This year’s annual conference of the Working-Class Studies Association, of which I have been a member for nine years, takes place from 18 to 21 June in Laramie, Wyoming. The conference theme is “The Power of Working-Class Action and Thought.” I will be participating with the paper “Beatitudes of the Coalfields: Prophetic Christianity, Class Solidarity, and Working-Class Thought in Matewan (1987).” Here is the abstract:
John Sayles’s Matewan (1987) dramatizes the events surrounding the Battle of Matewan — an early episode in the West Virginia Coal Wars — through the intersecting lives of miners, families, and union organizers in a small Appalachian town. The film follows Joe Kenehan, an ex-Wobbly organizer who arrives to help miners confront the Stone Mountain Coal Company, alongside “Few Clothes” Johnson, a Black miner recruited as a strikebreaker, and Danny Radnor, a young miner and lay preacher whose moral voice frames the narrative. Amid wage cuts, evictions, and the threat of the Baldwin-Felts detectives, Matewan exposes the racism, xenophobia, and strategic fractures that threaten working-class unity, while insisting on the ethical stakes of collective action.
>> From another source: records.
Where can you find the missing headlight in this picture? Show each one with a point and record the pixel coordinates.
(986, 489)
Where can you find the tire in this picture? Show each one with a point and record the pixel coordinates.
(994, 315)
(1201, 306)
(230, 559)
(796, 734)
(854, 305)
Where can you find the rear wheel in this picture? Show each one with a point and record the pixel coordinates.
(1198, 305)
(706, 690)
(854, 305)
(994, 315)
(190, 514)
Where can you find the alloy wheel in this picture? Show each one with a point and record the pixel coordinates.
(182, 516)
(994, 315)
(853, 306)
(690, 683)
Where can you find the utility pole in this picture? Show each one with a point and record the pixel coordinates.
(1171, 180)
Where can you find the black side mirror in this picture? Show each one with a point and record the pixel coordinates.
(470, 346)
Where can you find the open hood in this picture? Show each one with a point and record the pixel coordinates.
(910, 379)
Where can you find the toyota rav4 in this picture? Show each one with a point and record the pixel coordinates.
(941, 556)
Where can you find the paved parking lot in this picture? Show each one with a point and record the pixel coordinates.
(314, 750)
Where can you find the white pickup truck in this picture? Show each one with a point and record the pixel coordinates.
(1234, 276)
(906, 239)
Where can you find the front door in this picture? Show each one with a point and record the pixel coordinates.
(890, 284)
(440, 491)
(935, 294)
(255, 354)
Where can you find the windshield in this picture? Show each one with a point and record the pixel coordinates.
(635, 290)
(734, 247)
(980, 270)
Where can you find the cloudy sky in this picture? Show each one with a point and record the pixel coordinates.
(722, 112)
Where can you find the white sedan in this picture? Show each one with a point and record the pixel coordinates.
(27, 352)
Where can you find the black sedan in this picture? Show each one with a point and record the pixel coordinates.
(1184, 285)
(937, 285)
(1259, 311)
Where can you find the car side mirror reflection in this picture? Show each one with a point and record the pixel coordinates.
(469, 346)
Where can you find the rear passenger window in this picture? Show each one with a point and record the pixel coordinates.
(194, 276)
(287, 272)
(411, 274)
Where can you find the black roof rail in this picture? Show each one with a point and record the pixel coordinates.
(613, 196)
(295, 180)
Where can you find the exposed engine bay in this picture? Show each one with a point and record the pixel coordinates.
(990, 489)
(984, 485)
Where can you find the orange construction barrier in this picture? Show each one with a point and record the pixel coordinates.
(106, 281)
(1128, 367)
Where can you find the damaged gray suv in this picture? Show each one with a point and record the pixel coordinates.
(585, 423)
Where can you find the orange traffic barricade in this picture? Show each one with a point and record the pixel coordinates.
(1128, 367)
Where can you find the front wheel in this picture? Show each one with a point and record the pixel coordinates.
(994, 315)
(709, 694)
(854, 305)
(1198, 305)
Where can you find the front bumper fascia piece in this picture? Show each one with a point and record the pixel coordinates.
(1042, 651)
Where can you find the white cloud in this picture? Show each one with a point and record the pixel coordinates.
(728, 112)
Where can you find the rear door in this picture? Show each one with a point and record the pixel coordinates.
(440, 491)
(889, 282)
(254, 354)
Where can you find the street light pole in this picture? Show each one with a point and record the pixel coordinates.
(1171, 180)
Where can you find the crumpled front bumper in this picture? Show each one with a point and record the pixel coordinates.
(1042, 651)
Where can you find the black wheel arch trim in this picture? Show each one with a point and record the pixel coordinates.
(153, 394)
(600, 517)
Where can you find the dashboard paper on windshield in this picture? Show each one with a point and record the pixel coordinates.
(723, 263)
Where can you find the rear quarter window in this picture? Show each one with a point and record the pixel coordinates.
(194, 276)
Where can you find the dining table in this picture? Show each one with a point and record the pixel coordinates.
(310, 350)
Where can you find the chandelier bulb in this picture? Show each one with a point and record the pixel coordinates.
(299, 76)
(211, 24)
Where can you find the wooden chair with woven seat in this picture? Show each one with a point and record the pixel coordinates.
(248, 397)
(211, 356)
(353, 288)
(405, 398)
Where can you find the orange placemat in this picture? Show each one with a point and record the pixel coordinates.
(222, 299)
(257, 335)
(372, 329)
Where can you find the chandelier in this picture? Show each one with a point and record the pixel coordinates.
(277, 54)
This paper argues that Matewan treats religious language and communal ritual not as incidental background but as a mode of working-class thought formed through struggle. Sayles juxtaposes church preaching, personal faith, and moral storytelling with union meetings, racial tension, and the dilemma of whether solidarity can survive escalating violence. Drawing on scholarship on Christianity and labor politics in America’s coal country, as well as studies of working-class cinema, I show how Matewan frames religion as an idiom through which workers interpret exploitation, contest division, and imagine interracial organizing. The film ultimately demonstrates how working-class action and working-class thought emerge together — through speech, ritual, and moral decision-making under pressure.